8.7 Local Evaluation Infrastructure

The following scripts provide model evaluation independently of apr eval:

# Validate checkpoint integrity (fast, detects ALB-038)
python scripts/eval-perplexity.py checkpoints/albor-base-350m/ --validate-checkpoint

# Validate all canonical solutions (no model needed)
python scripts/eval-code.py configs/eval/python-intermediate.jsonl --validate-only
python scripts/eval-code.py configs/eval/humaneval-subset.jsonl --validate-only

# Full evaluation suite (orchestrates all steps)
bash scripts/run-eval-suite.sh checkpoints/albor-base-350m/

# Perplexity on pre-tokenized validation data
python scripts/eval-perplexity.py checkpoints/albor-base-350m/ \
    --data data/pretokenized-2048/val/val.parquet \
    --max-sequences 100 --seq-len 2048 --threshold 30

# Evaluate via apr serve API (ALB-037 FIXED — realizar loads trained checkpoints)
python scripts/eval-code.py configs/eval/humaneval-subset.jsonl \
    --api http://localhost:8080 --samples 10

# Training convergence validation (FALSIFY-ALBOR-001)
python scripts/validate-training-convergence.py \
    checkpoints/albor-base-350m/training.log

# Convert entrenar checkpoint format for realizar
python scripts/convert-checkpoint.py checkpoints/albor-base-350m/ \
    --config configs/train/pretrain-350m.yaml

Benchmark datasets:

  • configs/eval/python-intermediate.jsonl — 15 intermediate Python problems
  • configs/eval/humaneval-subset.jsonl — 20 HumanEval-format problems

8.8 Weight Convention & Checkpoint Format

entrenar stores linear layer weights as [in_features, out_features] in row-major (C) order, and computes forward pass as x @ W (no transpose). This differs from the HuggingFace convention of [out_features, in_features] with x @ W.T.

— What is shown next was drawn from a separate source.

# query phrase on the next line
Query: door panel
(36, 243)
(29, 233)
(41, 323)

ComponentConventionForwardExample: gate_proj
entrenar (training)[in, out]x @ W[512, 2048]
HuggingFace (standard)[out, in]x @ W.T[2048, 512]
realizar (inference)[out, in]x @ W.T[2048, 512]

The convert-checkpoint.py script handles the conversion:

  1. Reads 1D flat tensors from entrenar SafeTensors
  2. Reshapes as [in, out] (entrenar convention)
  3. Transposes to [out, in] (HuggingFace/realizar convention)
  4. Writes new SafeTensors with proper 2D shapes

Embeddings (model.embed_tokens.weight) are stored as [vocab, hidden] in both conventions (indexed by token ID for row lookup).